L’opposant Issa Tchiroma Bakary a annoncé, ce 12 août 2026, un retour « imminent » au Cameroun, alors que Paul Biya reste absent du pays depuis plus de deux mois. Le communiqué de son équipe de communication ne fixe cependant aucune date précise.
Une annonce qui fait suite à plusieurs messages publics
Cette nouvelle sortie traduit une série de messages récents de l’opposant, qui revendique la victoire de la présidentielle d’octobre 2025. Le texte y fait explicitement référence, évoquant « ses messages adressés à la Nation Camerounaise, à la Diaspora et aux Forces de Défense et de Sécurité », au cours desquels plusieurs dates de retour avaient déjà circulé. Son équipe dénonce à ce sujet des informations « délibérément hasardeuses voire malveillantes » relayées sur les réseaux sociaux.

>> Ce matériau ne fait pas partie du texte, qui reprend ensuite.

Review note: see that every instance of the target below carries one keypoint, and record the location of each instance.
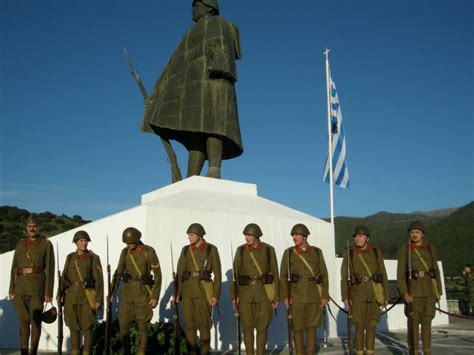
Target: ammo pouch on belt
(378, 278)
(267, 279)
(243, 280)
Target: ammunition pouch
(378, 278)
(267, 279)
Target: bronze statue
(194, 100)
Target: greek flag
(340, 171)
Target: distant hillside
(451, 231)
(13, 219)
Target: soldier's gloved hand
(347, 304)
(235, 303)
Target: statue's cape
(195, 93)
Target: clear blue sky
(70, 110)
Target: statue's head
(202, 8)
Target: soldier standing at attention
(256, 269)
(31, 283)
(469, 286)
(199, 293)
(309, 287)
(368, 288)
(83, 285)
(425, 283)
(140, 293)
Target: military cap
(300, 229)
(361, 230)
(32, 219)
(211, 3)
(253, 229)
(81, 235)
(196, 228)
(131, 235)
(417, 225)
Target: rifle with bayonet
(60, 300)
(289, 311)
(235, 296)
(108, 310)
(349, 301)
(174, 301)
(409, 306)
(175, 171)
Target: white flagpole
(328, 91)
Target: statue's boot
(310, 340)
(205, 341)
(261, 341)
(214, 155)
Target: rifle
(289, 311)
(411, 335)
(108, 312)
(174, 301)
(60, 300)
(175, 172)
(235, 295)
(349, 313)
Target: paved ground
(456, 338)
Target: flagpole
(328, 92)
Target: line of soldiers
(302, 283)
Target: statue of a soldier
(194, 101)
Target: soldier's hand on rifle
(407, 297)
(347, 304)
(235, 302)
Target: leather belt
(29, 270)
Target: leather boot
(261, 342)
(205, 341)
(370, 340)
(426, 337)
(359, 338)
(310, 340)
(249, 341)
(191, 341)
(298, 337)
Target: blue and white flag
(340, 171)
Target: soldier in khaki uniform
(83, 292)
(141, 291)
(368, 288)
(256, 270)
(31, 283)
(199, 293)
(424, 286)
(309, 287)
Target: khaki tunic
(135, 296)
(305, 296)
(255, 308)
(196, 310)
(78, 315)
(364, 308)
(421, 289)
(30, 289)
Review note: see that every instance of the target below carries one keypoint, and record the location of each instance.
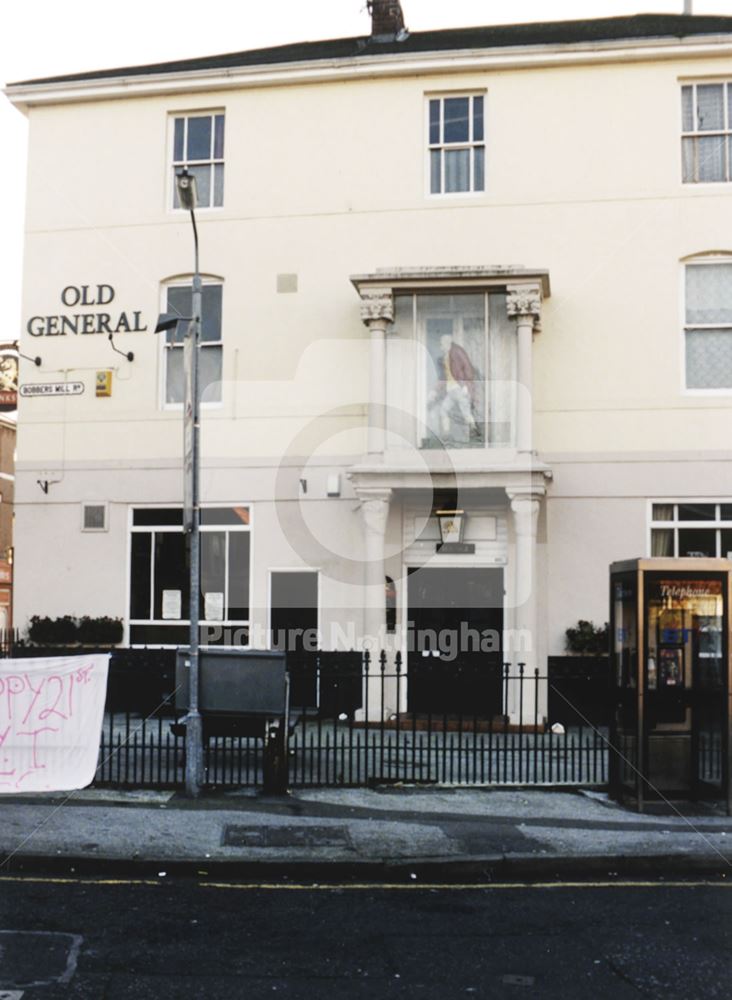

Tchiroma Bakary affirme avoir multiplié, depuis l’étranger, les échanges avec des interlocuteurs camerounais et internationaux portant sur « le dispositif pratique de son retour ». Son entourage appelle les Camerounais, au pays comme dans la diaspora, à se tenir prêts à accueillir celui qu’il présente comme le choix du peuple.
Une contestation de légitimité entretenue depuis octobre 2025
Le communiqué justifie l’urgence de ce retour par ce qu’il présente comme un vide institutionnel persistant depuis le 12 octobre 2025, date de l’élection présidentielle. Tchiroma Bakary s’était présenté face à Biya lors de ce scrutin, remporté officiellement par ce dernier avec 53,66 % des suffrages selon le Conseil constitutionnel, qui l’a investi le 6 novembre pour un huitième mandat de sept ans. L’opposant conteste ce résultat depuis et se désigne comme président élu, revendiquant de son côté 72 % des suffrages.
Peu après la proclamation des résultats, l’ancien ministre a quitté le Cameroun dans des circonstances qu’il a lui-même qualifiées de mouvementées, échappant selon plusieurs sources à des tentatives d’arrestation à son domicile de Garoua. Il s’est d’abord réfugié début novembre 2025 à Yola, au Nigeria, avant de rejoindre la Gambie le 7 novembre, où les autorités locales ont annoncé l’avoir accueilli pour des raisons humanitaires. Depuis Banjul, Tchiroma Bakary multiplie les messages à la Nation, à l’armée et à la diaspora, et a également déposé en juin 2026 deux plaintes à Paris contre des responsables camerounais, dont Paul Biya, portant sur la répression des manifestations post-électorales.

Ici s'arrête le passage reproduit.